A few weekends back I participated in the WhammyJammy 48-hour audio game jam here in San Francisco. A game jam, for the rest of the tech world I guess, is usually called a hack-a-thon. The basic idea is, a bunch of folks get together, take a theme, and then have 48-hours to make something playable. Whatever you call them, game jams are a ton of fun and are a great way to work on new things, learn, and meet cool people. They’ve become pretty popular in the games world of late, especially with the recent indie game creators revolution. There are so many tools for rapid development now days that creating really great games in 48-hours is actually pretty realistic assuming you know what you’re doing.

Folks playing "Bass Jumper"

Folks playing the completed “Bass Jumper” game at the end of the jam.

Whammy Jammy was organized in part by Steven An, who I met at this year’s IndieCade conference. Turned out we were both San Francisco area game devs and he let me know about the jam. Before WhammyJammy I’d done two Global Game Jams, SCAD’s 24-Hour Generate Jam, MolyJam, my own 48-hour Ludum Dare prep jam, and Ludum Dare 23 so suffice to say I’ve had a fair bit of rapid development experience. I haven’t gotten to do as many SF jams as I’d like and I’d had a great time at MolyJam meeting other Bay Area game creators so I had high hopes.

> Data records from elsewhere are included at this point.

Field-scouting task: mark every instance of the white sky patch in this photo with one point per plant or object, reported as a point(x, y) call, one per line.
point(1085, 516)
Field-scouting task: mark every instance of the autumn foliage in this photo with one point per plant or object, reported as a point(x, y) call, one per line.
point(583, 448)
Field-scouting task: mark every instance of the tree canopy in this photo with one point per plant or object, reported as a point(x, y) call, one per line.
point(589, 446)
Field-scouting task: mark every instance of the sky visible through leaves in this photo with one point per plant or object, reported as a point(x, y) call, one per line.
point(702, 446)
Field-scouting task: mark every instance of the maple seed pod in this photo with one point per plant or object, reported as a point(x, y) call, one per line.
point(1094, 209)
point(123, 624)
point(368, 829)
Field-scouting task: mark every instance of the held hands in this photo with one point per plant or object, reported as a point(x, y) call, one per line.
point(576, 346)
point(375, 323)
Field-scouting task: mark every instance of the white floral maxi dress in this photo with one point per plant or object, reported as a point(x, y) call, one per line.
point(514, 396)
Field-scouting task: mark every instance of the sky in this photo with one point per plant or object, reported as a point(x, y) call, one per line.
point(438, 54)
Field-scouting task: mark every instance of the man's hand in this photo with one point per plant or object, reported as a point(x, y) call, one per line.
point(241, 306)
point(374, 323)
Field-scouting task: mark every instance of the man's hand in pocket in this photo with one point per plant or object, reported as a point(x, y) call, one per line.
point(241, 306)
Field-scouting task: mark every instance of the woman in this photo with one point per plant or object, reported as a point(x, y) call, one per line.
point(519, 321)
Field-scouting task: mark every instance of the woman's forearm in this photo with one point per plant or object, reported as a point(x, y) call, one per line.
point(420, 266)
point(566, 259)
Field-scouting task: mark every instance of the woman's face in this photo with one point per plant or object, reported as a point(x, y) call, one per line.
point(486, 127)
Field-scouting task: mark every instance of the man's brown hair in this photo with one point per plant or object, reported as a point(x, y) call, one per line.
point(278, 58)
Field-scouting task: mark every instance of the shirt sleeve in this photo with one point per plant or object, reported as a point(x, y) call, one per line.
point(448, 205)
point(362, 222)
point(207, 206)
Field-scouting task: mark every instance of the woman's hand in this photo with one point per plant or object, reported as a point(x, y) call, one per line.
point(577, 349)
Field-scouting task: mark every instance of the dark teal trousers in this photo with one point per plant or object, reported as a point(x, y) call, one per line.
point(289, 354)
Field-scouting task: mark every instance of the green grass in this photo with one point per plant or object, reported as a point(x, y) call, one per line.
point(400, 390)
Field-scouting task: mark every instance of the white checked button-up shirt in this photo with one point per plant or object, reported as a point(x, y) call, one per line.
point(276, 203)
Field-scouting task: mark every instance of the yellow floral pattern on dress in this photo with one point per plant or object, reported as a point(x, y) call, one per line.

WhammyJammy’s turn-out was pretty small compared to the 150+ participants I’m used to from Atlanta GGJ events but the size turned out to be really good. PinchIt.com generously lent us their beautiful office space in SF’s Mission distict right next to the BART station. We started out generally meeting everyone and pitching around a bunch of audio game ideas. After an hour of or so of chatting and pitching,we broke up into groups and and started brainstorming more on ideas that had some heat.

Pitching Ideas Around

Pitching Ideas Around

I had mentioned wanting to do a physical space game. I’ve been inspired a lot in the last year by Doug Wilson’s J.S. Joust work and a lot of the physical games work coming out of the NYC Indie scene and have wanted to spend a jam messing with a physical space game. There were some other folks with interest so we came up with some ideas:

Jump Rope Game:
We were playing around with the idea of accelerometers on jump-ropes or maybe a tug of war game with generative audio events. Maybe a team that pulls towards high pitches and one towards low. We had a lot of heat around this idea but couldn’t solidify it into a game we were happy with.

Hunter Hunted:
One of the sound designers on the team told us about a folk game kids at a summer camp he helped at played a lot called, “hunter hunted”. The kids would form a circle around two blindfolded players and an “object of power”. The first player to find the object of power and hit the other player with it wins. We pitched around some ideas for using a soundscape to enhance the game. Maybe tracking players and generating panned audio but nothing stuck and tech constraints were gonna be a bit high for 48 hours.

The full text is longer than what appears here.